# Naming the groups in a semidirect product

A group $$G$$ has the structure of an inner semidirect product when it can be reconstructed from two of its subgroups: one, often written $$N \subset G$$, is a normal subgroup, and the other one, $$H \subset G$$ is a complement subgroup such that $$G = \{ n h : n \in N, h \in H \}$$.

In all the materials I've read, those subgroups do not have a particular name. However, I want to give them explicit names in a MATLAB library I'm writing. Are you aware of a particular terminology here? For the inner semidirect product, I could use "normal subgroup" and "complement subgroup".

However, I'm dealing with outer semidirect products, where a group $$G$$ is composed of pairs $$(n,h) \in N \times H$$ with a particular group operation. How could I call the groups $$N$$ and $$H$$ involved there?

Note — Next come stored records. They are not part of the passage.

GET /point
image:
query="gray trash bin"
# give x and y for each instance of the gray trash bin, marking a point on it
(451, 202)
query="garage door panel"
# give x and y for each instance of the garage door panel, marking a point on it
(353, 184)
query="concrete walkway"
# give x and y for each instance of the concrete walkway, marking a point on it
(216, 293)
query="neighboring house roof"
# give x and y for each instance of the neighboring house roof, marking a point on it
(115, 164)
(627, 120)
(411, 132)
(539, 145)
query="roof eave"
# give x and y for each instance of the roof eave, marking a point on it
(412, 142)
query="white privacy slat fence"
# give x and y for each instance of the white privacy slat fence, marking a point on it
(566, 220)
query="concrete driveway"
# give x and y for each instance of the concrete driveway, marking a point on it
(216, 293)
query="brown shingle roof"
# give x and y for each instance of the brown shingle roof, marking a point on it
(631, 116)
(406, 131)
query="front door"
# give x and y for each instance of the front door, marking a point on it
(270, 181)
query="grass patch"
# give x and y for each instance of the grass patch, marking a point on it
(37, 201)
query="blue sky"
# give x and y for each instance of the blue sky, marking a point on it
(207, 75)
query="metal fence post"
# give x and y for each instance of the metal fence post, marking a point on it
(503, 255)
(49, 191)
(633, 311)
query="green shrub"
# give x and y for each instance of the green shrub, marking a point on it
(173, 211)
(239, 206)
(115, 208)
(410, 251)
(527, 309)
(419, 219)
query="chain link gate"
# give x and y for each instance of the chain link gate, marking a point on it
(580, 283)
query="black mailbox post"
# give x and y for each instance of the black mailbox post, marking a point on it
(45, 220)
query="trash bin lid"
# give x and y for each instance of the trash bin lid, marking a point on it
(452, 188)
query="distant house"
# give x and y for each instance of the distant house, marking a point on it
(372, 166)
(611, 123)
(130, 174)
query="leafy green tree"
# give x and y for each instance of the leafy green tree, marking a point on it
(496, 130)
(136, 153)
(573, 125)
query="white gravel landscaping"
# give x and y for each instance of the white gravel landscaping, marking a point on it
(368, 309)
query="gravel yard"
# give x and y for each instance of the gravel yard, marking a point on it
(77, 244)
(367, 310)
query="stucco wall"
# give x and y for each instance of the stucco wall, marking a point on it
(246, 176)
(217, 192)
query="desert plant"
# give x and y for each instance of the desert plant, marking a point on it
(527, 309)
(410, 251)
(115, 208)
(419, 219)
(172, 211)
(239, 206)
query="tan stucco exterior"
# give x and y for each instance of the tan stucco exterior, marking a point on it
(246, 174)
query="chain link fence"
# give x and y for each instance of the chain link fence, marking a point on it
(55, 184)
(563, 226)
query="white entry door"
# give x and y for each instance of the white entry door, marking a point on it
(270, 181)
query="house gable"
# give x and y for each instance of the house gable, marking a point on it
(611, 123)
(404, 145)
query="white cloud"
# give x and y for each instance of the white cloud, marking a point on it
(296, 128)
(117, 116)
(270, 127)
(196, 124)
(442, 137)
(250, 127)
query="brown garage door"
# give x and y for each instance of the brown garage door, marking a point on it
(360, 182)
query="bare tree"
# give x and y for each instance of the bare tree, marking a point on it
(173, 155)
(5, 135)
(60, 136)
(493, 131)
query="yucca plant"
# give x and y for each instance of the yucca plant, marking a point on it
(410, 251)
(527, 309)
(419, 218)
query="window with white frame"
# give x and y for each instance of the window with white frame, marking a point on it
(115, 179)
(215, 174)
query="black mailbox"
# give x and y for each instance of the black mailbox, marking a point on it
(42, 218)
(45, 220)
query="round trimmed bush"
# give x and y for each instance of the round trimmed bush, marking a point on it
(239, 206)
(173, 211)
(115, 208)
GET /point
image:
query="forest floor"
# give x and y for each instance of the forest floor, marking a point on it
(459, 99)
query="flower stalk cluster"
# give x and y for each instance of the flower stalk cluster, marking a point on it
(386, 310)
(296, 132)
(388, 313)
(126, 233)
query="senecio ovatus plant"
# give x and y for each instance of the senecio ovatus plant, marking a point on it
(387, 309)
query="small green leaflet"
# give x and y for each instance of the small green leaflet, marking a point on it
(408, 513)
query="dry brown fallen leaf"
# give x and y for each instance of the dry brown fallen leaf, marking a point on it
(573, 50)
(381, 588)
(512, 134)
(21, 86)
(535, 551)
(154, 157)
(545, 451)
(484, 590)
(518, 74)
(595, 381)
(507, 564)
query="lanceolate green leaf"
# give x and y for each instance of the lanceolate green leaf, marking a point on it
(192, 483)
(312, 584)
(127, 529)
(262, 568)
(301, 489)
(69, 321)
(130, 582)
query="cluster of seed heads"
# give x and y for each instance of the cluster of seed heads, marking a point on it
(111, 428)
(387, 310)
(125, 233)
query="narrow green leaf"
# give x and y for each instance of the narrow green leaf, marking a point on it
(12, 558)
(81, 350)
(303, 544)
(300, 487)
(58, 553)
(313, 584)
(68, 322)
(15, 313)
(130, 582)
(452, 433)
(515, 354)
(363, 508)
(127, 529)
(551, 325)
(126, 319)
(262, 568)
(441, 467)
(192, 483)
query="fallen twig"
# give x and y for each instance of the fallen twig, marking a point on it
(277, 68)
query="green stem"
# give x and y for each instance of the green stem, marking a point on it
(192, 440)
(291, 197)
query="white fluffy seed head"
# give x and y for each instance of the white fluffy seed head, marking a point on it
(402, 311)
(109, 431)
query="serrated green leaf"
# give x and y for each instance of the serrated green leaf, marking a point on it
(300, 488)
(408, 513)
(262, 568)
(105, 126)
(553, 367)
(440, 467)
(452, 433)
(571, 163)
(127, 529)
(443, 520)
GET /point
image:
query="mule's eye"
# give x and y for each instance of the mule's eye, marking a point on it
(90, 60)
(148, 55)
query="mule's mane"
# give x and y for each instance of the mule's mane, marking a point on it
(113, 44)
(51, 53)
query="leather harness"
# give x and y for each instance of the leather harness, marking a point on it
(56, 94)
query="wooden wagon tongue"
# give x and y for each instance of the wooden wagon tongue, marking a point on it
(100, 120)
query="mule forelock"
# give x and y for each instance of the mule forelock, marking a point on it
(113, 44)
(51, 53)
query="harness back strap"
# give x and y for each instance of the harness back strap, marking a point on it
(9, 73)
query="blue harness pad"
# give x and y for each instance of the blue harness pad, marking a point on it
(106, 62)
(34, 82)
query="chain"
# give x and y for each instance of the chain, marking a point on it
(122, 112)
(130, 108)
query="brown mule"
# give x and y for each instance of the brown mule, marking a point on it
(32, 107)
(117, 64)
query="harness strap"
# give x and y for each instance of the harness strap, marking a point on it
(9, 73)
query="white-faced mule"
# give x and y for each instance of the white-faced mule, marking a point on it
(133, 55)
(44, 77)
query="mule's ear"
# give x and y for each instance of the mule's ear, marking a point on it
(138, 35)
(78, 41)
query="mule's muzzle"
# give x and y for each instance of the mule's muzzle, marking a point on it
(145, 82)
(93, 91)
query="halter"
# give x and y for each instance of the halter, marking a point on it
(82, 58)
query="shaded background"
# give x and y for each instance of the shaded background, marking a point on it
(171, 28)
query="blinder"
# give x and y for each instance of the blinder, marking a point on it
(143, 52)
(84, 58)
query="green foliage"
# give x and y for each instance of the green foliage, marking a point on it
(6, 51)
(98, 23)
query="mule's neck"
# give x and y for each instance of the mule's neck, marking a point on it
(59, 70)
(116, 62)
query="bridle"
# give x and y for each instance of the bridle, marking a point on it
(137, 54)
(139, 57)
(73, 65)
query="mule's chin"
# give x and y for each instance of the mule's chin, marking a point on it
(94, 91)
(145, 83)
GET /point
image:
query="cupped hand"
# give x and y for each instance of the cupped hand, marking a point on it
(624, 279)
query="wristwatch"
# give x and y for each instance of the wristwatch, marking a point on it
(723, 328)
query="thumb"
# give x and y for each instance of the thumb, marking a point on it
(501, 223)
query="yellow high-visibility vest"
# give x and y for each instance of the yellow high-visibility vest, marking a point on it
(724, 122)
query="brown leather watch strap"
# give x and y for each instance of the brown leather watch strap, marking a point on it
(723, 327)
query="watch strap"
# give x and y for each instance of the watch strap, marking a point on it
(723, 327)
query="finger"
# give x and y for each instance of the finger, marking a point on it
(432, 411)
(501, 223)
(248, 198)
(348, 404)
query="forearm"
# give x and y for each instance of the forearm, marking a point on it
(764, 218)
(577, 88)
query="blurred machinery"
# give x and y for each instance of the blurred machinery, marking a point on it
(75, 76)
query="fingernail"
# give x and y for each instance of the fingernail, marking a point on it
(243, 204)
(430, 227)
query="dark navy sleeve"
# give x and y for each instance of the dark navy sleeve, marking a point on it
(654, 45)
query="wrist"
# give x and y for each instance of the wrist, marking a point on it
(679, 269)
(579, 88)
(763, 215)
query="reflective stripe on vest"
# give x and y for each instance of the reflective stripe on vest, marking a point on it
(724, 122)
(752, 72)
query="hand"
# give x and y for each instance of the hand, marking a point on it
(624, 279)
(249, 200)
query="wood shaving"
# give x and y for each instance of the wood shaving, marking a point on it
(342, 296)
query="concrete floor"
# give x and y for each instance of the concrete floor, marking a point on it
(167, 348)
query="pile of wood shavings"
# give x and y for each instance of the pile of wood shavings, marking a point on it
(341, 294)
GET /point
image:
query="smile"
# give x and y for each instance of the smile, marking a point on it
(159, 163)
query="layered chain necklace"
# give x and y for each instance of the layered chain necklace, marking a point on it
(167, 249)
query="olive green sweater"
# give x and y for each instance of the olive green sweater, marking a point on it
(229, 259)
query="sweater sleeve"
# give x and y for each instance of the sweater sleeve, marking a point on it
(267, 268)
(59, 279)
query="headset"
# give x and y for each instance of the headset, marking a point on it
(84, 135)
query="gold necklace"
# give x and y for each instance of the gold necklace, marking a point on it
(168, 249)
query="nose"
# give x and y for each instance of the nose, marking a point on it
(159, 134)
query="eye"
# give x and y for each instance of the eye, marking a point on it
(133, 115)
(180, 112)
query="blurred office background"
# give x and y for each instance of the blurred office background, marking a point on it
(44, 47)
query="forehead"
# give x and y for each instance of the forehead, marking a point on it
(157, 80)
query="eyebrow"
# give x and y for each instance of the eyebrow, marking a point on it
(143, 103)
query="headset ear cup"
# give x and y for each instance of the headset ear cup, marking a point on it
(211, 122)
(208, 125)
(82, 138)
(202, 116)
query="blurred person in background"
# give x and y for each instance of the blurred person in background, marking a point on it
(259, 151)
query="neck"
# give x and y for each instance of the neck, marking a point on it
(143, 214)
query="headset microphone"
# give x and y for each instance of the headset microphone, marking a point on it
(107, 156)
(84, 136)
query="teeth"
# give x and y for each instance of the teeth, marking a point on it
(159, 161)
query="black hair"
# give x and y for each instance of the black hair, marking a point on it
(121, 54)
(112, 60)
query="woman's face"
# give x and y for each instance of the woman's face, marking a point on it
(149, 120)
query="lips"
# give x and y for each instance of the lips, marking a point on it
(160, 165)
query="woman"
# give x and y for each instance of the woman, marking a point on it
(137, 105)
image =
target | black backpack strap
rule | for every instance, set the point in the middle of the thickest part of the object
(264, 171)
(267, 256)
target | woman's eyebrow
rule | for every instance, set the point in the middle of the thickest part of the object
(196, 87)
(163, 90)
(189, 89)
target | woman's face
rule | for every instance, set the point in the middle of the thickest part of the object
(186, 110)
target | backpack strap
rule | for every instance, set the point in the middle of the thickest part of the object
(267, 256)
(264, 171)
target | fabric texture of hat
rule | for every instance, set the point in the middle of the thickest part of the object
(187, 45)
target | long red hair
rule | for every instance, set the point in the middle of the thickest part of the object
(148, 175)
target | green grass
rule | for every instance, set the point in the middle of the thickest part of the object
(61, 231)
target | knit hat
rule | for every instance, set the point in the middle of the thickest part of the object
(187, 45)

• But "factor group" is often used as a synonym for "quotient group", so there could be a danger of cofusion. Perhaps "factor subgroup" would be better? – Derek Holt Mar 29 at 13:53
• @DerekHolt I agree. Also, the "normal complement" should refer to the normal subgroup and not the other one! So I've deleted my comment. – user1729 Mar 29 at 14:06
• Oh, I just remembered where I came across the term "normal complement"! If $G=N\rtimes H$ then $H$ is a retract of $G$ with normal complement $N$. – user1729 Mar 29 at 14:08

If $$G=N\rtimes H$$ then $$H$$ is a retract of $$G$$ with normal complement $$N$$.